The algorithm scrutinizes peaks near dataset boundaries using a first derivative approach to assess whether these peaks are ascending or have plateaued. By examining the change in amplitude and comparing it to a noise tolerance threshold, the algorithm discerns whether the peak is genuinely increasing or if it has reached its climax. This analysis helps determine if a peak's amplitude is still increasing, indicating the peak may reach its maximum in a subsequent dataset, or if it has plateaued, suggesting the peak's climax has been captured within the current dataset. This technique is crucial for ensuring comprehensive peak analysis across segmented datasets.

The peak finding algorithm implemented in this repository is inspired by the concepts discussed in the lecture by Srini Devadas on efficient algorithms for finding peaks in datasets. The lecture provides a comprehensive overview of the algorithmic approach to identifying peaks within a matrix and its applications in various fields.

For a deeper understanding of the underlying principles and methodologies, you can watch the full lecture here: Efficient Algorithms for Peak Finding - Srini Devadas

In addition to the primary peak finding algorithm, this repository includes a specialized C method designed to analyze impedance curves across two overlapping arrays, addressing the challenge of capturing peaks that occur at the overlap between these arrays. This method is particularly important for ensuring that no significant peaks are missed due to the segmentation of data across multiple arrays. The algorithm works by considering both arrays simultaneously, thereby enabling the detection of peaks that might not be fully captured within a single array segment.

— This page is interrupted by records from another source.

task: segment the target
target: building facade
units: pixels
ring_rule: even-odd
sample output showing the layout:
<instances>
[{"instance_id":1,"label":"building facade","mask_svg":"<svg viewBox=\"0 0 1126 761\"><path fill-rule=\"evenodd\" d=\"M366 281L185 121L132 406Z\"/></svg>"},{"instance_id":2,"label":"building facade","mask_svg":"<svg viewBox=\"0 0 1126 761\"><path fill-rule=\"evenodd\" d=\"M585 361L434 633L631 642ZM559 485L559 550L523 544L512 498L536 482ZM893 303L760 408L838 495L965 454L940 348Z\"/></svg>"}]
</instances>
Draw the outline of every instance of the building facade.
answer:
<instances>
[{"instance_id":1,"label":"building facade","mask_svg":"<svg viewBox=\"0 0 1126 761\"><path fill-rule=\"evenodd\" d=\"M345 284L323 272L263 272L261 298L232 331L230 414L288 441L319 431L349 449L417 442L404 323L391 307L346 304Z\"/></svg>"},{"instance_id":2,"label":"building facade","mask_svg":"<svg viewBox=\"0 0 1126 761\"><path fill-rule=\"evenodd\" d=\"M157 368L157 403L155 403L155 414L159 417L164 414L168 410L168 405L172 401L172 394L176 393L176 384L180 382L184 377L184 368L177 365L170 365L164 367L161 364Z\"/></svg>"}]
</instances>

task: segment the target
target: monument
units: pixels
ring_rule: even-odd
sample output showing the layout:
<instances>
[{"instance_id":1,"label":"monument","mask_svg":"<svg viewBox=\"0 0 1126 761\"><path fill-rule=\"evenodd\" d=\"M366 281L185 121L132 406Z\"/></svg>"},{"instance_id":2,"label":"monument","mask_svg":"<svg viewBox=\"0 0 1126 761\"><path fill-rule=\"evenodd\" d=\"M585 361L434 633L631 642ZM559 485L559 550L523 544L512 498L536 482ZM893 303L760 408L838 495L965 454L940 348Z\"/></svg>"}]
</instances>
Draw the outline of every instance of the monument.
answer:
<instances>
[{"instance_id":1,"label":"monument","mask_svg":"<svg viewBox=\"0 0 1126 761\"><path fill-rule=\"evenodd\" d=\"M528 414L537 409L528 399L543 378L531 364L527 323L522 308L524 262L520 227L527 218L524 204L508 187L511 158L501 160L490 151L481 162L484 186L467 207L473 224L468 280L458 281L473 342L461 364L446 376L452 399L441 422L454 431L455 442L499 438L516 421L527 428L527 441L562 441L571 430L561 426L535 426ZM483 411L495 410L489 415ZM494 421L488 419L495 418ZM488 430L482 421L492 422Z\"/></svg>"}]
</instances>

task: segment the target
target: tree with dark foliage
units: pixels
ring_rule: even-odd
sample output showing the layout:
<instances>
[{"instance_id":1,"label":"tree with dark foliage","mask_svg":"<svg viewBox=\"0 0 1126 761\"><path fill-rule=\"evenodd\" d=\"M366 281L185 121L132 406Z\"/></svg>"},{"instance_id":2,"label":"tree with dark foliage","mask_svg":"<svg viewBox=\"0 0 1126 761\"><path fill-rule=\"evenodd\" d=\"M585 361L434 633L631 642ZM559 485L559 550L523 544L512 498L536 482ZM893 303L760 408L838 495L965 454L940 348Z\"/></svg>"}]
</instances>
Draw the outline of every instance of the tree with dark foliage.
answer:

Impedance curves, particularly those with a wide window of data points (e.g., 140 data points), often require a nuanced approach to peak detection. Peaks occurring near the boundary of two arrays may only be partially present in each, necessitating a method that can effectively 'stitch' these segments together for a comprehensive analysis. This extension to the peak finding algorithm precisely addresses this need, ensuring that peaks straddling the boundary between two arrays are accurately identified and analyzed.

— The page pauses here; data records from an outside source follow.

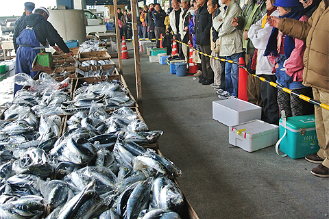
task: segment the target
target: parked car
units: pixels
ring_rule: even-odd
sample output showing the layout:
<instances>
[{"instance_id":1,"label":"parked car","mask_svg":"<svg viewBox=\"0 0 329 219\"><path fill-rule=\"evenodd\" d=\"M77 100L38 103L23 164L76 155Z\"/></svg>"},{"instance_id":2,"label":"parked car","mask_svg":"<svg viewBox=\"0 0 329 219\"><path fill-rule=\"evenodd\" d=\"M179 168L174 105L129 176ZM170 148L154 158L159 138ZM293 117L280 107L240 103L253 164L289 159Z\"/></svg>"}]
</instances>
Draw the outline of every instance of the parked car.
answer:
<instances>
[{"instance_id":1,"label":"parked car","mask_svg":"<svg viewBox=\"0 0 329 219\"><path fill-rule=\"evenodd\" d=\"M84 10L84 14L86 15L86 33L87 35L106 32L106 26L101 18L88 10Z\"/></svg>"}]
</instances>

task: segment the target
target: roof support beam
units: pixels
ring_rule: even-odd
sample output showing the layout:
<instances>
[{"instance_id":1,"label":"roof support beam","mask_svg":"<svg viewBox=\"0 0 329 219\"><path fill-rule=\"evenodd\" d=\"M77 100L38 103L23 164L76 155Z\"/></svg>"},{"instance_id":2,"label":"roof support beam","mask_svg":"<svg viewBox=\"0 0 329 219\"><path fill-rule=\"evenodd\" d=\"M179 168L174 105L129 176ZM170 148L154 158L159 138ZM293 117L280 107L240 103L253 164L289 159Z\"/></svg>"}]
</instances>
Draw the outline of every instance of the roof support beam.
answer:
<instances>
[{"instance_id":1,"label":"roof support beam","mask_svg":"<svg viewBox=\"0 0 329 219\"><path fill-rule=\"evenodd\" d=\"M114 0L115 1L115 0ZM138 31L137 28L137 2L130 0L132 14L132 36L134 37L134 55L135 57L136 90L137 93L137 104L143 116L142 81L141 79L141 61L139 57ZM139 12L138 12L139 13Z\"/></svg>"}]
</instances>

The extended algorithm operates by merging the search space across both arrays, effectively treating them as a continuous dataset for the purpose of peak detection. It employs a modified version of the recursive peak finding method to navigate this combined dataset, adjusting its search based on the aggregated data. The algorithm takes into account the following considerations:

Overlap Handling: It dynamically adjusts the search parameters to account for the overlap between arrays, ensuring that the algorithm can seamlessly transition from one array to the next without losing context.

Ignored Indices: Similar to the single-array version, this extended algorithm supports the ignoring of specific indices that have already been evaluated or are deemed irrelevant, thereby optimizing the search process. The relevancy of these indices, and thus the decision to ignore them, is significantly influenced by the FWHM of the peak. Peaks with a narrow FWHM are often considered less relevant and may be skipped in subsequent searches to streamline the analysis.

Prominence Calculation: For peaks identified at the overlap, the algorithm calculates prominence by considering data points from both arrays, ensuring that the metric accurately reflects the peak's relative prominence within the combined dataset.

FWHM Calculation: The Full Width at Half Maximum (FWHM) for peaks found at the overlap is also calculated across both arrays, providing a true measure of the peak's width irrespective of its position relative to the array boundary.

This extension is particularly useful in scenarios where data is collected in segments, such as in real-time signal processing or when dealing with large datasets that must be partitioned for analysis. By ensuring that peaks at the boundaries between segments are not overlooked, this approach enhances the accuracy and comprehensiveness of the peak finding process.